Madrugada Suja, o quarto romance, mistura humor e melancolia em poções desmedidas, um pouco desta, menos daquilo, sem se importar muito com o andamento narrativo desigual – que flerta descaradamente com uma das significativas contradições dos romances realistas do século XIX, isto é, o conflito entre o bucolismo da área rural e os mecanismos de sedução do mundo urbano. Em todas as páginas da narrativa também há uma discussão (quixotesca) em torno das diferenças morais entre o certo e o errado.
O enredo gira em torno da
vida de Filipe Madruga, arquiteto paisagista, e que só tem o avô como parente
vivo (que reside nas lonjuras portuguesas de Medronhais da Serra). Funcionário público menor, aos poucos vai
descobrindo elementos da própria história: (...) aos trinta anos, a vida ainda mal começara a doer! A mais significativa revelação está
contida na carta que sua mãe, Maria da Graça, endereçou a Francisco, o marido,
pouco tempo antes de morrer. Depois de jurar amor eterno ao marido, confessou adultério
e que Filipe é filho do comborço. A carta jamais chegou ao conhecimento do
destinatário, pois foi retida por Filomena, mãe de Francisco – que no interesse
da harmonia familiar acreditou que não cabia promover a segunda morte da esposa
de seu filho.
A isso se acrescenta incidente próximo
da tragédia, ocorrido nos tempos em que Filipe frequentava a Universidade de
Évora. Por razões que estão fora de seu controle e dos valores que defende, não
consegue evitar que o fantasma do passado o visite – e de forma brutal. Ao
emitir parecer desfavorável à construção de um resort de luxo, acaba arrastado
por uma serie de acontecimentos vertiginosos – que multiplicam a sensação de
impotência. Por isso, movido pela racionalidade ou pelo desespero, adota o
procedimento mais radical possível. Um náufrago agarrando uma bóia encontrada
à deriva e mesmo antes de se afogar, Filipe, ao procurar pelo pai biológico,
interfere na vida política de Portugal. A conversa entre os dois é tensa,
repleta de arestas:
– Sabes de uma coisa? – Luis Morais
debatia-se ainda com a sua derrota. – Tu tiveste a sorte de nascer meu filho e
o azar de não teres sido educado por mim.
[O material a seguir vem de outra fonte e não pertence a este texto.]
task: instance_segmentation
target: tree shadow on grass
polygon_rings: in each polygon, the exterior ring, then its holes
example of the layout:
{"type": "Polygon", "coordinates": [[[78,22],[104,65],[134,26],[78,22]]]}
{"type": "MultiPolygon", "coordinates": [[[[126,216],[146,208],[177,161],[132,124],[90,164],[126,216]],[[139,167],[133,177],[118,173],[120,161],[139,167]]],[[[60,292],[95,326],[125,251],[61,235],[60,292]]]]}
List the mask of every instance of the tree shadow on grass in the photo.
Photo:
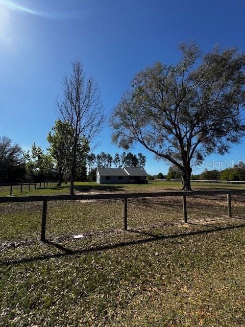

– Não, está enganado – respondeu Filipe,
calmamente. – É exactamente ao contrário: tive o azar de nascer teu filho e a
sorte de não ter sido educado por si.
Rompido o cordão umbilical que os une,
restam destroços, desentendimentos, complicações. Tanto que, ao se despedir,
Filipe determina o que está em jogo: Não sei qual é o seu limite. O meu é o de
não deixar que a tristeza de fazer isso seja mais forte do que o remorso de não
o ter feito. Peço desculpas, mas não vi outra saída.
Para o pecado cometido na juventude
também não há saída. Entretanto, no último momento, uma porta se abre
inesperadamente, mostrando o caminho da salvação.
Repleto de diálogos ágeis e cortantes, Madruga
Suja reafirma a lição de que a literatura não perde a qualidade quando faz
a defesa intransigente de valores éticos e morais.